We provide an example script. We suggest running this script to refine the prompt:

python prompt_optimize.py --api_key "Zhipu AI API Key" --prompt {your prompt} --base_url "https://open.bigmodel.cn/api/paas/v4" --model "glm-4-plus"

Inference Model (Diffusers)

First, ensure the diffusers library is installed from source.

pip install git+https://github.com/huggingface/diffusers.git

Then, run the following code:

from diffusers import CogView3PlusPipeline
import torch

pipe = CogView3PlusPipeline.from_pretrained("THUDM/CogView3-Plus-3B", torch_dtype=torch.float16).to("cuda")

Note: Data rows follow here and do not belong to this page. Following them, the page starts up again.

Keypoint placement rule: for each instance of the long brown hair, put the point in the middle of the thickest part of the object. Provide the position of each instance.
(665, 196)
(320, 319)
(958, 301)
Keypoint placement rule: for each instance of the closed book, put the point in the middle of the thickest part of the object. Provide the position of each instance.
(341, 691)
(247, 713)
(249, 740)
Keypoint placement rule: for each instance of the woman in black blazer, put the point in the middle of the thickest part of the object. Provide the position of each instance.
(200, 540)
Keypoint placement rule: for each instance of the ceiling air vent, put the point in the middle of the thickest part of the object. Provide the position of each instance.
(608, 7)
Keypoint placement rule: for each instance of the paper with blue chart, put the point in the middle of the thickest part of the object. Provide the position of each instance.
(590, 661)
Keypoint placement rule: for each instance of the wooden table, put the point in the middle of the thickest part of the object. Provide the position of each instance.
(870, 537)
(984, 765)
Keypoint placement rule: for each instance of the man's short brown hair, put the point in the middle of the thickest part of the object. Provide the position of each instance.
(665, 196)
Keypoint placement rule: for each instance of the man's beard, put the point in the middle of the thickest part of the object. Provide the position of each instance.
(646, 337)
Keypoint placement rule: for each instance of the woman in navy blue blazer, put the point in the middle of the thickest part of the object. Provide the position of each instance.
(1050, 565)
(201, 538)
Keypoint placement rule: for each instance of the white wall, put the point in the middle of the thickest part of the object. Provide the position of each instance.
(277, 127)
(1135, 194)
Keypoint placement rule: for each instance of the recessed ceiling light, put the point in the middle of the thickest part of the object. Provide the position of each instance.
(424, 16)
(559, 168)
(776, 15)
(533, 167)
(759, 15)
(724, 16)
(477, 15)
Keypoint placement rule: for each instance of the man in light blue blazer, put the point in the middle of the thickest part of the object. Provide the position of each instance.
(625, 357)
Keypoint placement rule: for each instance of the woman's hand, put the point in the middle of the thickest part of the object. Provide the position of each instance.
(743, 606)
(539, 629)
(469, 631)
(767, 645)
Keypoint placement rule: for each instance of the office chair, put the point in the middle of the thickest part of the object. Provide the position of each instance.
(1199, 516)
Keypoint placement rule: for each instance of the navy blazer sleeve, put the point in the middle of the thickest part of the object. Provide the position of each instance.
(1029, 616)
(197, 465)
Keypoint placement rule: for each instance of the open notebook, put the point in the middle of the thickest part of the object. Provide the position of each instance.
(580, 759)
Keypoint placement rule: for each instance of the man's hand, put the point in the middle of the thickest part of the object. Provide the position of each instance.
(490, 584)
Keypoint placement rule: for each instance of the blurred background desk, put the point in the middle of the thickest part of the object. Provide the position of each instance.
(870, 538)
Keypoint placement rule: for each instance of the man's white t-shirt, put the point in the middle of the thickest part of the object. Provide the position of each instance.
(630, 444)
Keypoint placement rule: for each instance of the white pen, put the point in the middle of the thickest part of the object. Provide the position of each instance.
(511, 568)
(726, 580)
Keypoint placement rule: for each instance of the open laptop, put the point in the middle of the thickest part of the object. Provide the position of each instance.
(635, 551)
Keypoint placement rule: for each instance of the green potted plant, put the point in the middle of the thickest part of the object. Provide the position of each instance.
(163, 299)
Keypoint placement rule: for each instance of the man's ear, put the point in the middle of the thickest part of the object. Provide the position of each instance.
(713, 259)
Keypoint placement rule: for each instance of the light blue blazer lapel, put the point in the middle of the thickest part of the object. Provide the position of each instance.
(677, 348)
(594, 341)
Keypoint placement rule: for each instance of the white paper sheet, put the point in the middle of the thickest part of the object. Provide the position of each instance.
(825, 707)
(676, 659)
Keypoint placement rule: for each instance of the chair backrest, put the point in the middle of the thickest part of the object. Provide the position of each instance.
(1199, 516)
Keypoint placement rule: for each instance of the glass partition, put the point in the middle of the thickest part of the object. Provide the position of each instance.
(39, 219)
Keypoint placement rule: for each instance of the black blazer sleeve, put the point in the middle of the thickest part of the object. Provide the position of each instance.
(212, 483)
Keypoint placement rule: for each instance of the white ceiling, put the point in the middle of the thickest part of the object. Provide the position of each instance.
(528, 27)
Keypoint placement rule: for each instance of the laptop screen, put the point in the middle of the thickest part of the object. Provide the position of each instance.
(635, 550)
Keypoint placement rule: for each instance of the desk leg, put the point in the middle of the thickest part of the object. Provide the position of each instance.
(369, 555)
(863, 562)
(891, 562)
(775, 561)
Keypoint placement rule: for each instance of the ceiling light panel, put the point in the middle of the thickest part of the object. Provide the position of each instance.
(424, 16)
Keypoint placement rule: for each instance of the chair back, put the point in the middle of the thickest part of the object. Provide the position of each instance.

# Enable it to reduce GPU memory usage
pipe.enable_model_cpu_offload()
pipe.vae.enable_slicing()
pipe.vae.enable_tiling()

prompt = "A vibrant cherry red sports car sits proudly under the gleaming sun, its polished exterior smooth and flawless, casting a mirror-like reflection. The car features a low, aerodynamic body, angular headlights that gaze forward like predatory eyes, and a set of black, high-gloss racing rims that contrast starkly with the red. A subtle hint of chrome embellishes the grille and exhaust, while the tinted windows suggest a luxurious and private interior. The scene conveys a sense of speed and elegance, the car appearing as if it's about to burst into a sprint along a coastal road, with the ocean's azure waves crashing in the background."
image = pipe(
    prompt=prompt,
    guidance_scale=7.0,
    num_images_per_prompt=1,
    num_inference_steps=50,
    width=1024,
    height=1024,
).images[0]

image.save("cogview3.png")

For more inference code, please refer to inference. This folder also contains a simple WEBUI code wrapped with Gradio.

Inference Model (SAT)

Please check the sat tutorial for step-by-step instructions on model inference.

Open Source Plan

Since the project is in its early stages, we are working on the following:

Fine-tuning the SAT version of CogView3-Plus-3B, including SFT and LoRA fine-tuning
Inference with the Diffusers library version of the CogView3-Plus-3B model
Fine-tuning the Diffusers library version of the CogView3-Plus-3B model
Related work for the CogView3-Plus-3B model, including ControlNet and other tasks.

CogView3 (ECCV'24)

Official paper repository: CogView3: Finer and Faster Text-to-Image Generation via Relay Diffusion

CogView3 is a novel text-to-image generation system using relay diffusion. It breaks down the process of generating high-resolution images into multiple stages. Through the relay super-resolution process, Gaussian noise is added to low-resolution generation results, and the diffusion process begins from these noisy images. Our results show that CogView3 outperforms SDXL with a winning rate of 77.0%. Additionally, through progressive distillation of the diffusion model, CogView3 can generate comparable results while reducing inference time to only 1/10th of SDXL's.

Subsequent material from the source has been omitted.